# Its Time to make the Doughnuts...



## wingnutooa (Jan 16, 2009)

so my primary is empty. i want to refill it.

i was thinking about a watermelon wine but i've heard that it spoils quickly.

i dont want to add anything else but watermelon. no hybrids.



it does raise a question though. do all melons spoil as easily. honeydew, cantaloup



what can i do to make a successful batch.

i've found melons at the store, should i be waiting till they are in season?

if so what are some other recipes i can make during the winter.


----------



## jbullard1 (Jan 16, 2009)

i can only comment on one part of this
Wait until the melons are available locally grown 
What we get now comes from the southern hemisphere


----------



## arcticsid (Jan 16, 2009)

I want in on this too Wing. I'd like to make a watermelon wine but around here, if you can find them they'd be outrageously expensive. Melons intrigue me too, will be following the thread.
Troy


----------



## cpfan (Jan 16, 2009)

wingnut:

you need to spend some time puttering around Jack Keller's web-site.

You can also make wine from fruit juices. I have a gallon of apple/grape (or maybe grape/apple) on the go. Gotta bottle it SOON. It was made from bottles of juice from the grocery store. I just started a batch of Fruitopia wine (Strawberry Passion Awareness). This particular Fruitopia product is apparently only available in Canada. But cruise down the grocery store's juice aisles checking out the sales(the canned & bottled aisle and the refrigerated juice area). My Fruitopia was half price or less (depending where you shop).

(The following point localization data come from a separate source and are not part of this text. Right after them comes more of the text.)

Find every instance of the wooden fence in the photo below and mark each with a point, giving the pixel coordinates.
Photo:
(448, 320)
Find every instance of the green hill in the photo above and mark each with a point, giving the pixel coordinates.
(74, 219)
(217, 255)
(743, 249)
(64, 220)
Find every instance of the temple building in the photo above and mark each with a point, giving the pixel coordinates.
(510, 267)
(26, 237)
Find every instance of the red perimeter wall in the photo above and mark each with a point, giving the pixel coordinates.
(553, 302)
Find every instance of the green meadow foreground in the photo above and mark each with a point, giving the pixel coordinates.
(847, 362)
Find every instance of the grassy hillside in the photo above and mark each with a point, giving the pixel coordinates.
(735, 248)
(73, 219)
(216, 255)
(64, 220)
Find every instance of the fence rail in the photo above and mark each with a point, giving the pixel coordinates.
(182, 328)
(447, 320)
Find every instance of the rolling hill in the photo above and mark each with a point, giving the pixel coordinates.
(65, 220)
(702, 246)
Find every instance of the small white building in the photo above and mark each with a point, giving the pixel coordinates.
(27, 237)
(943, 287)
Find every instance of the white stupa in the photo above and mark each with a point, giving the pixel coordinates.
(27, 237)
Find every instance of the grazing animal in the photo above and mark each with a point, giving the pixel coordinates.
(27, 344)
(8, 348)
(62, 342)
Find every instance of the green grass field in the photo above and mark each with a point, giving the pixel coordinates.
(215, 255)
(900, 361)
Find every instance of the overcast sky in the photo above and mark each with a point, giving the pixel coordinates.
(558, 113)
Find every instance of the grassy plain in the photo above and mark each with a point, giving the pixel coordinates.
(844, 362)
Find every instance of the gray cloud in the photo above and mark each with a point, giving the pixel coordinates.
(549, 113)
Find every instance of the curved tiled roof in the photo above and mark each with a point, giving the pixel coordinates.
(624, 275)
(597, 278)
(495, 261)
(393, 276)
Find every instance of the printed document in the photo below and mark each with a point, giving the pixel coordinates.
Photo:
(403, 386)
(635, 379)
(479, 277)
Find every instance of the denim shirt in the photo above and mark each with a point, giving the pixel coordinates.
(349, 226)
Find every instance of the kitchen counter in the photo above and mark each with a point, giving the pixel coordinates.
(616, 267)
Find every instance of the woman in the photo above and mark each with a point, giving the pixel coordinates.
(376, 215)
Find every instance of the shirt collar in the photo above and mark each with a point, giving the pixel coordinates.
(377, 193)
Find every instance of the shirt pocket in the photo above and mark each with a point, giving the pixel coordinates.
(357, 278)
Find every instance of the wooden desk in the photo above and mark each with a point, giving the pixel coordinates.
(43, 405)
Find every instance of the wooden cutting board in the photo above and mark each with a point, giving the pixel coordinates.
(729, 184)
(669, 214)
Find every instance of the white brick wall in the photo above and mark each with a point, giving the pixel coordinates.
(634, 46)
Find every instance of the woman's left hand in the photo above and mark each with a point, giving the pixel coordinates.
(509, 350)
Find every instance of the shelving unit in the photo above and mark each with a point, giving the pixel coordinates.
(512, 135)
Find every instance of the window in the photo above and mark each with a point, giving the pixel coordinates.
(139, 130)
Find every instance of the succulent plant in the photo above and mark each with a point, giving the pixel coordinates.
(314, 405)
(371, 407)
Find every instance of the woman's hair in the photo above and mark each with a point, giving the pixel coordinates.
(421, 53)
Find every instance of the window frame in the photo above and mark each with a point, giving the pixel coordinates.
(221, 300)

I was in the juice aisle today looking at a couple of prospects and wondering if are ever on sale.

Remember no sorbate no benzoate.

Steve


----------



## jbullard1 (Jan 16, 2009)

I got a white grape/ peach and a raspberry/white grape going and also a cranberry/apple all had K metabisulfite (sp) but I had no problems getting fermentation started. I did not add campden 

The raspberry is already beautifully clear after 3 weeks

Jack Keller's site has lots of good stuff to experiment with


----------



## gregmeetsworld (Jan 16, 2009)

That white grape/ peach sound good!


----------